Overall, the tremendous success of the histopathologic paradigm of inflammation or "inflammatory infiltrates" was the possibility to contain and revert this phenomenon with corticosteroids (with few exceptions). Subsequently, specific drugs were proposed for each inflammatory infiltrate. This type of paradigm is still used today to define, e.g., tubulointerstitial nephritis or intra- and peri-glomerular inflammations. The subsequent classification of inflammatory infiltrates using immunohistochemistry did not modify our classification system (the distinction of, e.g., CD20 lymphocytes from CD4 T-cells is not used, unfortunately, in today's classification system).
Results
Towards the 1940s, Avery et al. recognize that some plasma proteins (specifically the famous C-reactive protein) increase during acute infection, which is a typical inflammatory state. This observation led to a new "molecular definition of inflammation". The idea to identify the presence of inflammatory infiltrates in tissues just by looking at plasma constituents had great success: after all, the histological processing of tissues was no longer needed. Even though many authors were alerting that these plasma constituents are often increased even in the absence of any "inflammatory infiltrate", the plasma proteins were so easily accessible that the new direction was not modifiable.

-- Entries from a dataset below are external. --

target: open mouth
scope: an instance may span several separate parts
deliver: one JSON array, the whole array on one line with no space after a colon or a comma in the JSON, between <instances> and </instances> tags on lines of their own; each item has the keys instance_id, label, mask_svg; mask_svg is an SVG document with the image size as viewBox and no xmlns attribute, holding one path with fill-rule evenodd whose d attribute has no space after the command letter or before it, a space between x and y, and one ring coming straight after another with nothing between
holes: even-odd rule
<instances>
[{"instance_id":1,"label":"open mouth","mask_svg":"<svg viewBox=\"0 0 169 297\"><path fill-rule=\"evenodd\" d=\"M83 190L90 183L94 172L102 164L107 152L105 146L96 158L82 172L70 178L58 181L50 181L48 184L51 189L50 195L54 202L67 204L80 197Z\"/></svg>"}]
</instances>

A modern generalization of this type of approach is called "liquid biopsy, " even though it is not limited to the inflammatory states, but to a larger number of identifiable diseases today only histologically.

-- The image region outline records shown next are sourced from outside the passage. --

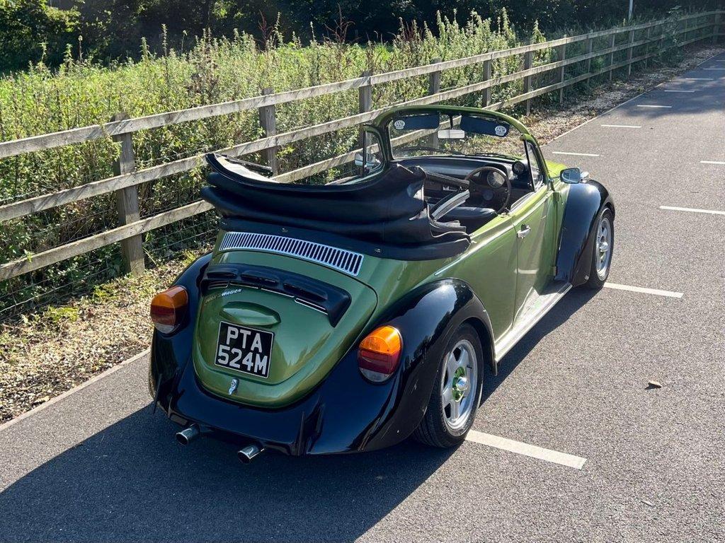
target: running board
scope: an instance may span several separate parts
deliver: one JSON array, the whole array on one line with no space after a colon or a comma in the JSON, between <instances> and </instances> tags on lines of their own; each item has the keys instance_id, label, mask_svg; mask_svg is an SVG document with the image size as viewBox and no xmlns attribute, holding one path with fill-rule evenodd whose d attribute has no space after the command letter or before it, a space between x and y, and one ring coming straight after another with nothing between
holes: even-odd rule
<instances>
[{"instance_id":1,"label":"running board","mask_svg":"<svg viewBox=\"0 0 725 543\"><path fill-rule=\"evenodd\" d=\"M513 327L496 342L494 347L496 362L498 363L527 332L543 319L571 288L571 283L564 281L554 281L550 283L546 291L539 295L524 316L519 319Z\"/></svg>"}]
</instances>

The effect of the new "molecular" definition of inflammation was that a large number of diseases without significant inflammatory infiltrates (such as obesity, atherosclerosis, aging, dialysis, and chronic kidney disease) are notwithstanding accompanied by the increase of plasma proteins labeled as "inflammatory". Therefore, the list of "inflammatory" diseases (in the new terms) is now much more extensive. The price for such enlargement of conditions is that most new entries do not respond to steroids or other anti-inflammatory drugs.
Conclusion
The new definition of" inflammatory disease" comprises classical steroid-dependent disorders characterized by inflammatory infiltrates and new conditions with minimal inflammatory infiltrates plus the presence of "inflammatory" plasma proteins plus little response to steroids. It might be beneficial to distinguish these types of inflammation.